The consent of the Central Bank of Nigeria is required for the acquisition of more than 10% of a bank’s shareholding; the consent of the National Insurance Commission is required for the acquisition of more than 25% of the shares of an insurance company; and, the consent of the NCC is required for the acquisition of more than 10% of the shares of a telecommunications company. Such sector-specific approval requirements apply to both Nigerian and foreign companies.


Technical services or management or licensing agreements for the provision of such services by foreign companies in Nigeria must be registered with the National Office for Technology Acquisition and Promotion (NOTAP) and the fees payable are subject to caps prescribed by NOTAP. NOTAP approval is required to access official foreign exchange for making offshore payments to service providers.


c) Which party must notify and when/if notification is mandatory or voluntary; All of the authorisations discussed in 3.1 (a) and (b) are mandatory approvals and not notifications.
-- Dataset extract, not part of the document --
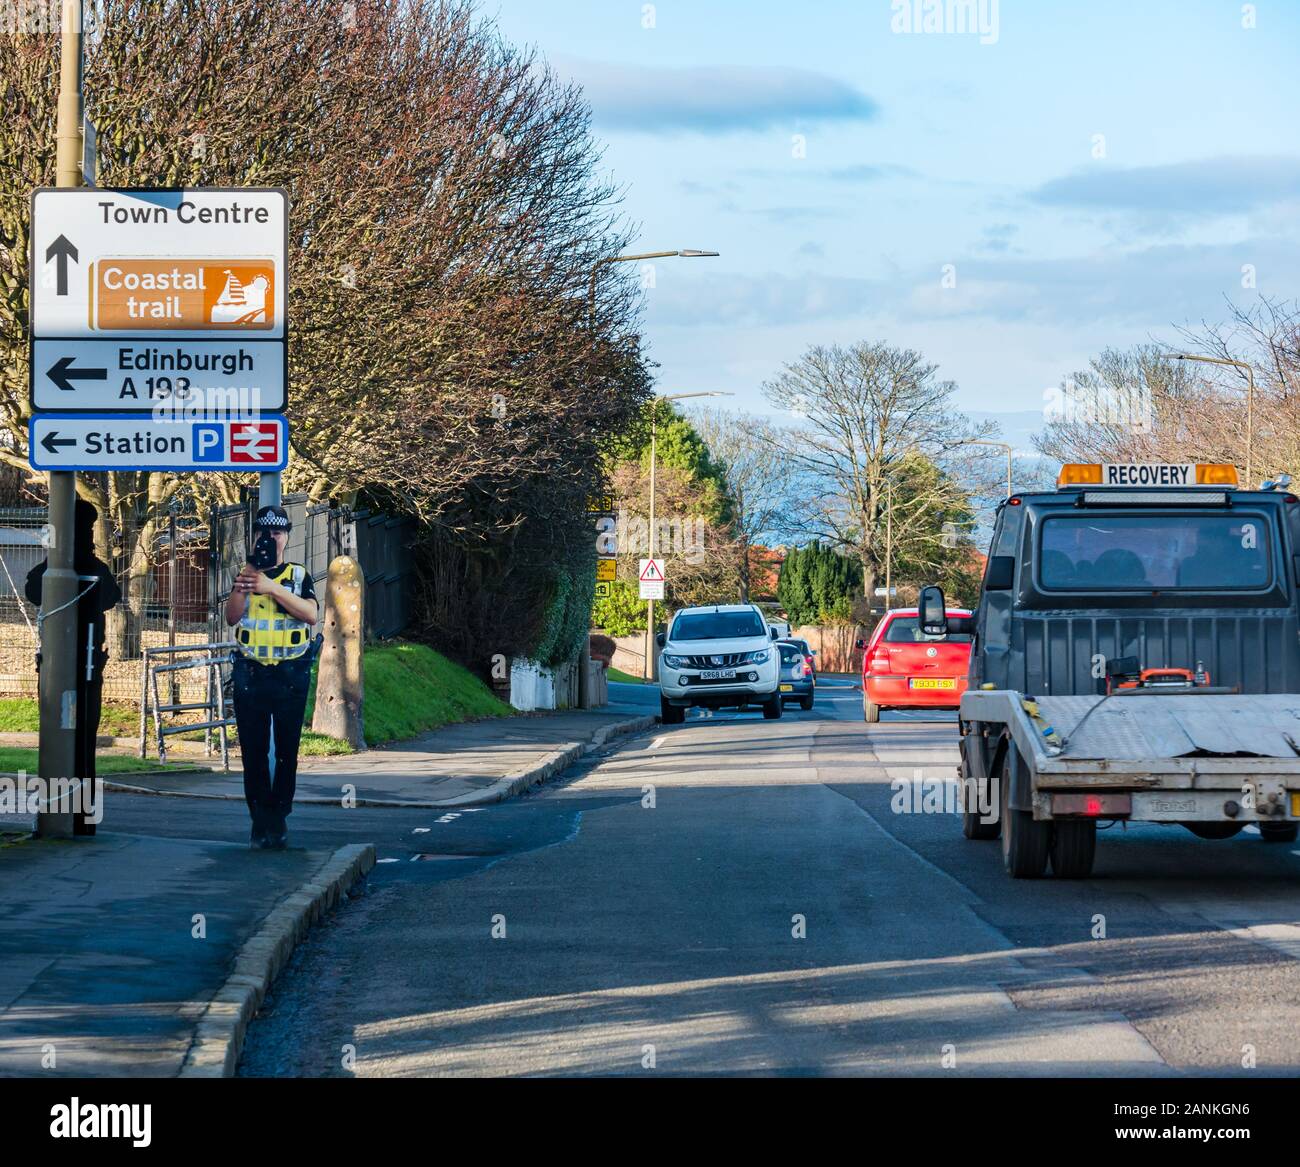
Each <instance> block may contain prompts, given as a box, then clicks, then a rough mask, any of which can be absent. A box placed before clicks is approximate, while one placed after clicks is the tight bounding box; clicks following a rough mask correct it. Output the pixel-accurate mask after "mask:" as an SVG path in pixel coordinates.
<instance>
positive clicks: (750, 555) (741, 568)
mask: <svg viewBox="0 0 1300 1167" xmlns="http://www.w3.org/2000/svg"><path fill="white" fill-rule="evenodd" d="M689 417H690V422H692V425H694V428H695V431H697V433H698V434H699V437H701V438H703V439H705V444H707V446H708V450H710V452H711V454H712V456H714V459H715V460H716V461H719V463H720V464H722V467H723V476H724V478H725V482H727V494H728V496H729V499H731V516H729V521H728V524H727V526H728V532H729V535H731V543H732V550H733V555H735V561H736V569H735V573H736V576H737V578H738V582H740V600H741V603H749V594H750V586H751V582H753V556H754V547H755V545H764V543H771V542H774V541H777V539H781V538H785V537H788V535H790V534H793V533H794V532H796V530H797V529H798V512H800V511H801V509H802V506H803V503H802V499H801V496H800V491H798V489H797V487H798V477H800V474H798V465H797V463H796V461H794V459H793V457H792V455H790V450H792V444H793V443H794V442H797V441H798V438H797V435H794V434H790V433H788V431H785V430H781V429H780V428H777V426H775V425H772V424H771V422H770V421H767V420H766V418H763V417H755V416H754V415H751V413H740V412H728V411H724V409H699V411H694V412H692V413H690V415H689Z"/></svg>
The applicant in most cases will be the acquirer or the Nigerian entity that is either being established or being utilised for the business venture. The approvals are mandatory and must be obtained prior to commencing business


d) What information must be included with notification and what is the review fee; This varies with each application. For example, business permit applications must be supported by: the company’s incorporation documents; certificate of capital importation banker’s reference; tax clearance certificate; feasibility report application letter; and a duly completed application form. The review fee is N50,000. Application fees of N50,000, and a processing fee of 0.3% of the first N500 million, 0.225% of the next N500 million and 0.15% of any sum thereafter of the consideration paid is payable to obtain SEC approval for acquisitions, the requirements for which are relatively extensive.
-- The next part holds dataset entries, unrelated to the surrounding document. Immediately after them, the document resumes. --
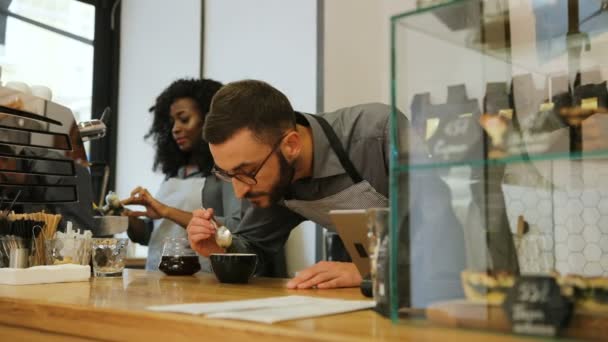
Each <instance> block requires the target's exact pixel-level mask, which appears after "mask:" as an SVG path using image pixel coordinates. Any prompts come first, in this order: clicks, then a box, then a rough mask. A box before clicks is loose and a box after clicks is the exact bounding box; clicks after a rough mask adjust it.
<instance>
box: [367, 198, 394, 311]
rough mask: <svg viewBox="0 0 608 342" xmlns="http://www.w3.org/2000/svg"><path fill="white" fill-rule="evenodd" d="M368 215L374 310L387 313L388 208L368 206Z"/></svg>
mask: <svg viewBox="0 0 608 342" xmlns="http://www.w3.org/2000/svg"><path fill="white" fill-rule="evenodd" d="M367 216H368V228H369V231H368V237H369V243H370V246H369V247H370V248H369V249H370V252H371V253H372V258H371V278H372V291H373V297H374V301H375V302H376V310H377V311H378V312H380V313H382V314H388V309H389V305H388V304H389V301H388V291H389V288H388V287H389V283H388V280H389V273H388V272H389V269H388V221H389V209H388V208H370V209H368V210H367Z"/></svg>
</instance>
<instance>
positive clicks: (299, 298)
mask: <svg viewBox="0 0 608 342" xmlns="http://www.w3.org/2000/svg"><path fill="white" fill-rule="evenodd" d="M374 306H375V303H374V302H373V301H370V300H341V299H326V298H316V297H307V296H285V297H271V298H263V299H253V300H239V301H229V302H218V303H192V304H177V305H162V306H150V307H148V308H147V309H148V310H152V311H161V312H179V313H188V314H193V315H200V314H206V315H207V317H208V318H224V319H238V320H246V321H254V322H261V323H274V322H280V321H288V320H293V319H301V318H309V317H318V316H325V315H332V314H337V313H343V312H349V311H356V310H363V309H369V308H373V307H374Z"/></svg>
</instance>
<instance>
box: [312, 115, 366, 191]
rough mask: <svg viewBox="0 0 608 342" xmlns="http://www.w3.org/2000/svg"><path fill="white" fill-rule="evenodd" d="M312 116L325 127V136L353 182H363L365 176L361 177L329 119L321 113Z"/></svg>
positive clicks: (312, 115)
mask: <svg viewBox="0 0 608 342" xmlns="http://www.w3.org/2000/svg"><path fill="white" fill-rule="evenodd" d="M311 116H312V117H313V118H315V119H316V120H317V122H318V123H319V125H321V128H322V129H323V132H324V133H325V136H326V137H327V140H329V145H330V146H331V148H332V150H334V152H335V153H336V155H337V156H338V159H339V160H340V164H342V167H343V168H344V170H345V171H346V173H348V175H349V176H350V178H351V179H352V180H353V183H355V184H357V183H360V182H362V181H363V177H361V175H360V174H359V171H357V169H356V168H355V166H354V165H353V162H352V161H351V160H350V158H349V157H348V154H346V151H345V150H344V147H343V146H342V143H341V142H340V139H338V136H337V135H336V133H335V132H334V130H333V128H331V126H330V125H329V123H328V122H327V120H325V119H324V118H322V117H320V116H319V115H311Z"/></svg>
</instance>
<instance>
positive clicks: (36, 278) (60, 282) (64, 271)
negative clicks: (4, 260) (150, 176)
mask: <svg viewBox="0 0 608 342" xmlns="http://www.w3.org/2000/svg"><path fill="white" fill-rule="evenodd" d="M90 277H91V267H89V265H73V264H64V265H48V266H34V267H30V268H0V285H31V284H49V283H68V282H76V281H88V280H89V278H90Z"/></svg>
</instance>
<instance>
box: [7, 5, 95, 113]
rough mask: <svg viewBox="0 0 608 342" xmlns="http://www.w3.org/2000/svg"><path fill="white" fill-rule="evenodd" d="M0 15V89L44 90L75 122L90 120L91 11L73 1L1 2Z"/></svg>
mask: <svg viewBox="0 0 608 342" xmlns="http://www.w3.org/2000/svg"><path fill="white" fill-rule="evenodd" d="M0 15H1V19H2V21H3V22H2V21H0V44H1V45H0V65H1V66H2V75H1V80H2V83H3V84H6V83H7V82H10V81H19V82H25V83H27V84H29V85H30V86H32V85H43V86H47V87H49V88H50V89H51V90H52V92H53V101H54V102H57V103H59V104H62V105H64V106H66V107H68V108H70V109H71V110H72V111H73V112H74V116H75V118H76V121H84V120H90V119H91V112H92V111H91V105H92V92H93V53H94V45H93V40H94V38H95V6H93V5H91V4H87V3H84V2H80V1H75V0H1V1H0ZM2 26H3V27H2Z"/></svg>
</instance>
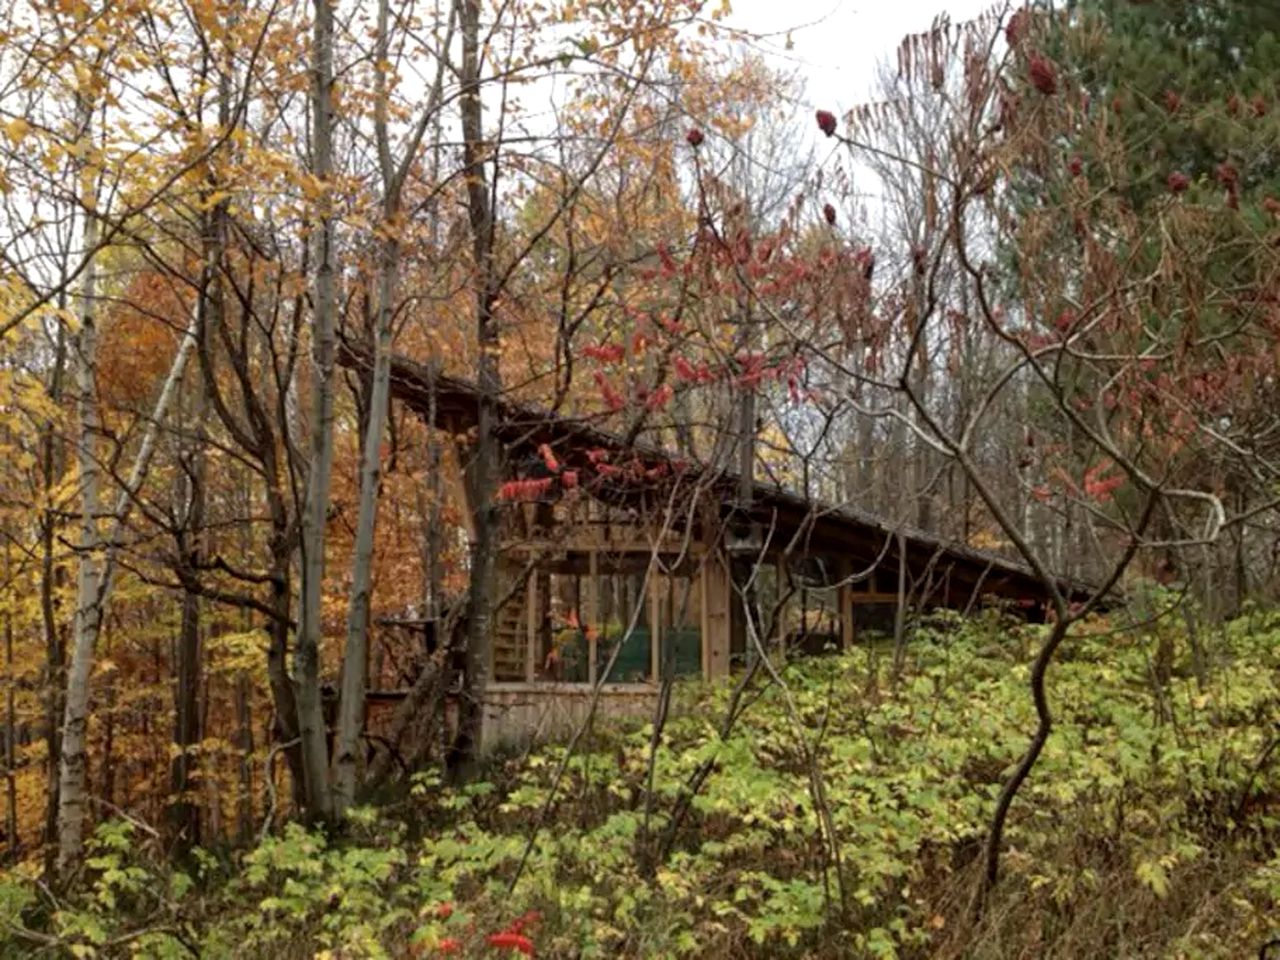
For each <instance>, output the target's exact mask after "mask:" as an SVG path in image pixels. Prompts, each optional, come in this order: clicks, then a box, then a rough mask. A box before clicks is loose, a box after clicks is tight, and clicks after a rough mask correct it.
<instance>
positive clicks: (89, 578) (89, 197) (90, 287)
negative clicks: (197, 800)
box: [58, 108, 102, 874]
mask: <svg viewBox="0 0 1280 960" xmlns="http://www.w3.org/2000/svg"><path fill="white" fill-rule="evenodd" d="M84 114H86V115H87V116H91V115H92V109H91V108H88V109H84ZM84 127H86V136H84V141H83V142H84V143H86V145H88V143H91V142H92V137H91V136H90V134H88V133H87V131H88V122H87V120H86V124H84ZM83 175H84V180H86V183H84V188H83V189H84V198H86V205H84V206H86V210H87V211H88V212H87V214H86V219H84V250H86V251H90V252H91V251H93V250H95V248H96V247H97V237H99V221H97V216H96V215H95V214H93V209H95V205H96V204H95V197H96V188H95V184H93V182H92V179H91V177H90V174H87V173H86V174H83ZM96 297H97V262H96V259H92V260H90V262H88V264H87V265H86V268H84V274H83V276H82V283H81V292H79V300H81V302H79V333H78V334H77V337H76V347H74V349H76V387H77V390H78V393H79V396H78V397H77V410H78V419H79V428H78V433H77V438H76V457H77V461H78V463H79V494H81V534H79V564H78V566H79V572H78V576H77V584H76V620H74V631H73V639H72V659H70V664H69V667H68V671H67V695H65V698H64V701H63V704H64V705H63V744H61V754H60V760H59V771H58V781H59V782H58V870H59V873H64V874H65V872H67V870H69V869H70V868H73V867H74V865H76V864H77V863H78V861H79V859H81V855H82V852H83V849H84V806H86V804H87V797H86V791H84V764H86V760H84V749H86V744H84V740H86V732H87V731H86V727H87V724H88V680H90V672H91V671H92V668H93V645H95V644H96V643H97V634H99V626H100V623H101V616H102V608H101V603H100V602H101V582H102V559H101V549H102V539H101V534H100V532H99V524H97V520H99V513H100V512H101V504H100V498H99V465H97V453H96V451H95V445H96V444H95V438H96V434H97V431H99V422H97V393H96V392H97V387H96V379H97V320H96V317H95V316H93V307H95V298H96Z"/></svg>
e) How long does the review and approval process take, and are there any fast-track options; The application for a business permit usually takes between 6-8 weeks. SEC approval for acquisitions can take at least 60 days to process. There are no fast track options available for any of the approval processes outlined. Complete, accurate and compliant applications may help to expedite processing, which is often at the discretion of the relevant regulator.


f) Is there the ability to consult on a named or unnamed basis; It is generally possible to make enquiries with the FMI, the SEC, the Department of Petroleum Resources (DPR), the NCDMB and most regulators on a named or anonymous basis.


g) Does notification/review occur pre- or post-closing, and are there any pre- or post filing requirements unique to FDI; Approval (or at the very least approval in principle) is generally required pre-closing, and there are no pre- or post-closing filing requirements that are unique to FDIs other than the requirement that details of all foreign investments should be filed with the NIPC and the Central Bank of Nigeria by authorised dealers of the Central Bank of Nigeria for statistical purposes.


h)What is the position if no response is received on an application for approval and are there any rights of appeal from disapprovals? Applications will generally be addressed, and applicants may follow up with regulators where there are delays. Aggrieved or dissatisfied applicants may generally appeal decisions but the discretion of the FMI is absolute.